ÖNCE DEMOKRASİ: Bunların tamamını yapsanız bu yeterli mi? Hayır. Hangi stratejiyle çalışacaklar? Önce demokrasiyi inşa edeceğiz, sonra üreten Türkiye diyeceğiz, sonra güçlü bir sosyal devlet oluşturacağız ve sürdürülebilirlik.

İSTER SABAH DEĞİŞTİR İSTER ÖĞLE DEĞİŞTİR, İSTER AKŞAM DEĞİŞTİR; BİZ SENİ YOLCU EDECEĞİZ: İki gün önce miydi Seçim Kanunu’ndaki değişiklik. İki gün önce çıktılar, AK Parti ve MHP’den birer milletvekili açıklama yaptılar. ‘Efendim işte Seçim Kanunu’nda değişiklik yapıyoruz’ diye. Bir, gideceklerini çok iyi biliyorlar. İki, amaçları Seçim Kanunu’nda değişiklik yapıp milletin iradesini Meclis’e yansıtmak değil, amaçları ‘biz acaba koltuğumuzu nasıl koruruz?’ bunun için düzenleme yapıyorlar. Kardeşim sen milletin sesini bilmiyor musun? Millet artık kararını vermiş, seni yolcu edecek. Seçim Kanunu’nu ister sabah değiştir, ister öğle değiştir, ister akşam değiştir; biz seni yolcu edeceğiz.

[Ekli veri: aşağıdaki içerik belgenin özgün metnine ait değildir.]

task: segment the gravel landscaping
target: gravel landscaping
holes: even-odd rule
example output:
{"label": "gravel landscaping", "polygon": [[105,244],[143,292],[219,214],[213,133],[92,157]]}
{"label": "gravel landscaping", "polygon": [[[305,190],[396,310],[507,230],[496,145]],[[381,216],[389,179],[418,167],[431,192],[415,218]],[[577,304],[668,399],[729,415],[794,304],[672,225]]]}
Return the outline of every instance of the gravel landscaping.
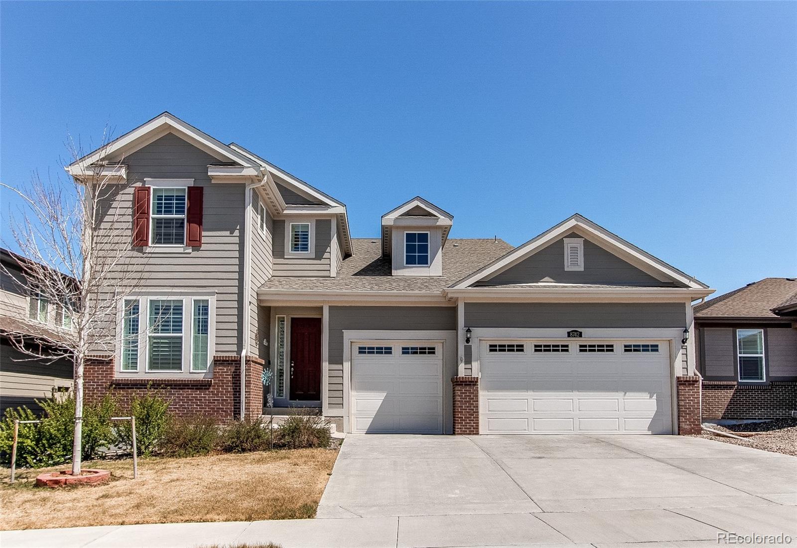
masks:
{"label": "gravel landscaping", "polygon": [[744,439],[726,438],[705,430],[700,437],[797,456],[797,419],[778,419],[761,423],[723,426],[711,424],[710,428],[735,434]]}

SENİ PAŞA PAŞA GÖNDERECEĞİZ: Milli iradenin Meclis’e yansımasını istiyoruz. ‘Seçim barajı yüzde 3 olsun’ diyoruz. Niye korkuyorsun? Efendim, MHP barajı aşamaz, onun için 7’ye çıkaralım, bir parti için. ‘Acaba koltuğumuzu nasıl koruruz?’ Koltuk için siyaset yapılmaz. Siyaset vatandaş için, ülke için, ülkenin geleceği, refahı, huzuru için yapılır. ‘Yolsuzluk yaptım, köşeyi döndüm, paralar tamam her şey mükemmel, servetler yurt dışında, e biraz daha soyalım, nasıl yapacağız, seçim geliyor, o zaman öyle bir kanun çıkaralım ki koltuğumuzu koruyalım.’ Hiçbir güç seni o  koltuğa mahkûm etmez. Hiç meraklanma seni oradan paşa paşa göndereceğiz, hiç endişe etme.

SENİ BU MİLLETİN ELİNDEN KİMSE KURTARAMAZ: Yurt dışı seçim çevresi, önergeyi verin. Yurt dışında çalışan işçilerimiz var. Niye onlar milletvekili çıkarmıyor? Onlar da olsun... En kıdemli hâkim bugüne kadar sandık başkanıydı. ‘En kıdemli hâkim olmasın da bizim hâkim olsun.’ İster sizin hâkim olsun ister AYM’ye atadığın şaibeli başkan olsun, ister yandaşın olsun. Seni bu milletin elinden kimse kurtaramaz. Sen sandığı getireceksin. Demokratik yollarla seni paşa paşa göndereceğiz.”